The Department has also written to the Institute of Obstetricians and Gynaecologists, the Royal College of Surgeons in Ireland and the Continence Foundation of Ireland on requesting that they assist the HSE in progressing these recommendations on an urgent basis.
It is acknowledged that there may be concerns that restricting the availability of mesh procedures, particularly SUI mesh procedures, which are widely accepted to be less invasive and more effective than non-mesh alternatives will delay access to treatment procedures for distressing symptoms. Advice received in relation to this is that uro-gynaecological mesh procedures are largely elective procedures and it is not anticipated that a postponement of weeks / months will materially affect health outcomes for the majority of women affected. Given the limited number of surgeons and units carrying out these procedures in HSE funded hospitals, it is anticipated that the Executive will be in a position to indicate to the Department that these recommendations have been implemented within a number of months.
In relation to the provision of appropriate aftercare for women suffering from mesh complications, including appropriate diagnostic facilities, this has already been identified as one of two priority recommendations for immediate advancement by the Executive in the course of preparation of the CMO’s report. The CMO wrote to the Acting Director General of the HSE, and to the Institute of Obstetricians and Gynaecologists (IOG), the Royal College of Surgeons in Ireland (RCSI), and the Continence Foundation of Ireland (CFI) on May 28th 2018, requesting that the Executive commence work on (i) the development of appropriate patient information resources and consent materials and (ii) clarification and development of treatment pathways and appropriate referral services for women suffering from mesh-related complications, in conjunction with the IOG, the RCSI and the CFI.

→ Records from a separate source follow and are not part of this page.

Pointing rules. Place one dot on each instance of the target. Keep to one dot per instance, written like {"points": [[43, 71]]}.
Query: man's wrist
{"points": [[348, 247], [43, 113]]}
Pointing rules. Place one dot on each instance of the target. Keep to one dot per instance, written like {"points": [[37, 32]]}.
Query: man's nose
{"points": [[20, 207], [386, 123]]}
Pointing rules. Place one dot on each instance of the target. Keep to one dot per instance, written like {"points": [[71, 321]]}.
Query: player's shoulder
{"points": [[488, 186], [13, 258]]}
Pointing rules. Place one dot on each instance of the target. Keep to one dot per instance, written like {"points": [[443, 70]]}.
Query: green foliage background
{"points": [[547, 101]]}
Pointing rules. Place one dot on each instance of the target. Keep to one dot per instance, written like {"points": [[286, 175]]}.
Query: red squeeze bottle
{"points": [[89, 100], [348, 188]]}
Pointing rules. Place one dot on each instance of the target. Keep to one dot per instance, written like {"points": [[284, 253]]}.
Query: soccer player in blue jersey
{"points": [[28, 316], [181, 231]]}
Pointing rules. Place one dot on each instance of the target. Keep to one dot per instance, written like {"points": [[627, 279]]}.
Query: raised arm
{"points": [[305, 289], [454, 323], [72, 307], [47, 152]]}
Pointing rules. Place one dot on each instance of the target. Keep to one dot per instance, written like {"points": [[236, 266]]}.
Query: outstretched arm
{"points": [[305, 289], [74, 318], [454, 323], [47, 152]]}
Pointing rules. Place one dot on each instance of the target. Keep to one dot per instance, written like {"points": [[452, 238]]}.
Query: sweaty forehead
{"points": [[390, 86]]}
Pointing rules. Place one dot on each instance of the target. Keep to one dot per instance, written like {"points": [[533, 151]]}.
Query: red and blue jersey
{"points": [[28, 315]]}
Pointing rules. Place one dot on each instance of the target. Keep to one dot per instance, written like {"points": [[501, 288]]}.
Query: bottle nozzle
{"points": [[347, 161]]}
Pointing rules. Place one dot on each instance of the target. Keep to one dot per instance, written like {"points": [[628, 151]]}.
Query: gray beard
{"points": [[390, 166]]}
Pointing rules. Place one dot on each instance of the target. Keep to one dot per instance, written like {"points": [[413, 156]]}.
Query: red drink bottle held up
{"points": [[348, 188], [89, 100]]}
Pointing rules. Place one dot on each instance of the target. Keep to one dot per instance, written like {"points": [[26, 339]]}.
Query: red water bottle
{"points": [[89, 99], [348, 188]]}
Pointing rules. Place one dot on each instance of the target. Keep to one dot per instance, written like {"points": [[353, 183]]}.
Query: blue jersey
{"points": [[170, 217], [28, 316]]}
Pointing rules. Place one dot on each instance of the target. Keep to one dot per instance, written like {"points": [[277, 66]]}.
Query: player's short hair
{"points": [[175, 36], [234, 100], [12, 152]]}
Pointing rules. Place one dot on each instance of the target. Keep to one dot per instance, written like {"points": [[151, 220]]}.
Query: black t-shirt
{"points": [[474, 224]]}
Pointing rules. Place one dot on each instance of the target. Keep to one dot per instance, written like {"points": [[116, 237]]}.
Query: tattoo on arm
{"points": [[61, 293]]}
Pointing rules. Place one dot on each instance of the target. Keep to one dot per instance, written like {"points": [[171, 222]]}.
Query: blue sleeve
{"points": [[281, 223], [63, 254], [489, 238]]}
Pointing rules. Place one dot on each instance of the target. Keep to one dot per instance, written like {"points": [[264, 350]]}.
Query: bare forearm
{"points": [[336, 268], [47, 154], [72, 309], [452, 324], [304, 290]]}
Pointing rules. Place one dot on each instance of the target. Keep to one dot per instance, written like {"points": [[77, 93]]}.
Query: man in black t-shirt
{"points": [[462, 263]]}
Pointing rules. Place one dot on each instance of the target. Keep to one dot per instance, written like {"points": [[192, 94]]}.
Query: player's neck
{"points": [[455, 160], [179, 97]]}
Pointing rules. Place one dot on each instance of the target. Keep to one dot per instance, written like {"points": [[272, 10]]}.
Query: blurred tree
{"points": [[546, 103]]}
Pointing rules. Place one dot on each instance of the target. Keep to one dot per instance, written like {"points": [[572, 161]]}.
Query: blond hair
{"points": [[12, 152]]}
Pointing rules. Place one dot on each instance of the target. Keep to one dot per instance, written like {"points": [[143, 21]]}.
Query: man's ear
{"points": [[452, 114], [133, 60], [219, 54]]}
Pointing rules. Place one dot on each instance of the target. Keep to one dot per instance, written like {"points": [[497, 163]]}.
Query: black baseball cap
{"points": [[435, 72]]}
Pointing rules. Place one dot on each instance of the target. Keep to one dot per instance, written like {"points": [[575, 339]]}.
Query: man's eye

The HSE has confirmed that work has commenced by the National Women and Infants Health Programme (NWIHP) in the HSE to progress these recommendations, and the experiences of the women concerned will be an essential element to informing the assessment of need and identifying the aftercare services required. This work will include identifying the appropriate specialist clinical expertise and facilities required at hospital group level and nationally to provide comprehensive aftercare services. It will also include an examination of the role of and requirement for specialist diagnostic services such as translabial scanning. Pending the completion of this work, there may be a need to look at sourcing services from abroad to address any immediate shortfalls identified, either through utilisation of the treatment abroad scheme or by commissioning services from abroad.
A Learning Notice concerning mesh devices in uro-gynaecological procedures was circulated by the NWIHP on 26th June 2018 to all maternity hospitals and acute hospitals with gynaecological services to highlight the importance of appropriate patient selection, adequate information and consent and also to inform the service providers that a Response Group has been convened to propose remedies for and address the provision of aftercare for complications. This learning notice has been posted on the NWIHP website.